In my workshops and seminars, I teach my audience to determine what the audience needs to hear and what the audience wants to hear. More often than not, the two can be as different as night and day. And yet, having a balance of both in your presentation will aid in the success of your speech.

Unfortunately, many of us have a difficult time figuring out which is which – a “need to know” vs. what is a “want to know”. Presenters usually confuse a “need to know” as a “want to know”, which is a big mistake.

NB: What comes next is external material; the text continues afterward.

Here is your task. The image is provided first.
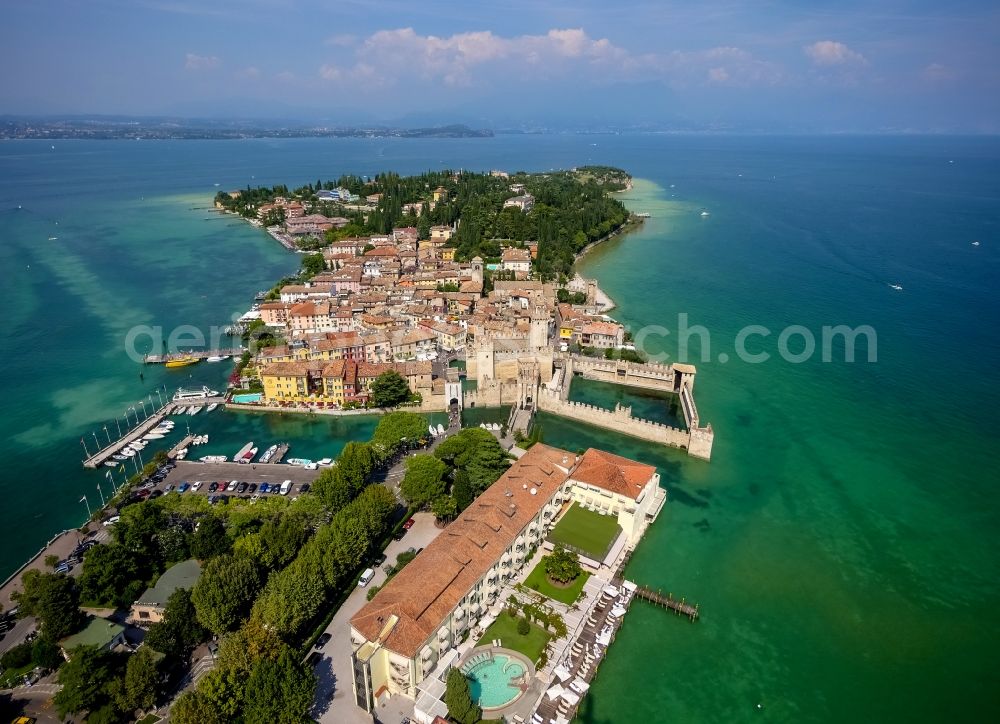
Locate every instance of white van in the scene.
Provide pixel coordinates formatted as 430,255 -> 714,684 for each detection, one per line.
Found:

If your entire presentation is delivering “need to know information”, you run the risk of your audience getting bored and suffering from left-brain fatigue.

Look at it this way, as an audience member, would you prefer going into a presentation telling you everything you “need to know” (step-by-step process of a new business policy), or what you “want to know” (how new policy will give you more free time)?

The problem is that as presenters, our “need to know/want to know” filter is faulty. What sounds like a “want to know” to a presenter is actually a “need to know” to the audience”. So how can we fix our faulty filter?

You have 2 options.

Interview a potential audience member. Get it straight from the source. Say, “I’ll be speaking on X. What would you like to learn from a program that covers this?” Or, “I was thinking about covering X and Y. Which of those would be more of interest to you? Do either pique your interest?” And then, shut up. Don’t go into your speech. Don’t disagree with what they say. Just listen. You’d be surprised at how much valuable information you can learn from your audience members.

If, for some reason, you can’t get a hold of a potential audience member, you can have a friend interview you about your topic. This is another great way to find the need/want to knows. You will easily be able to tell what is interesting to your friend by the questions they ask you. Pay attention to what topics they ask more questions about. You should easily be able to discern what you should keep in your speech and what you should cut.

Can you think of any other ways to help you differentiate “want to knows” and “need to knows”?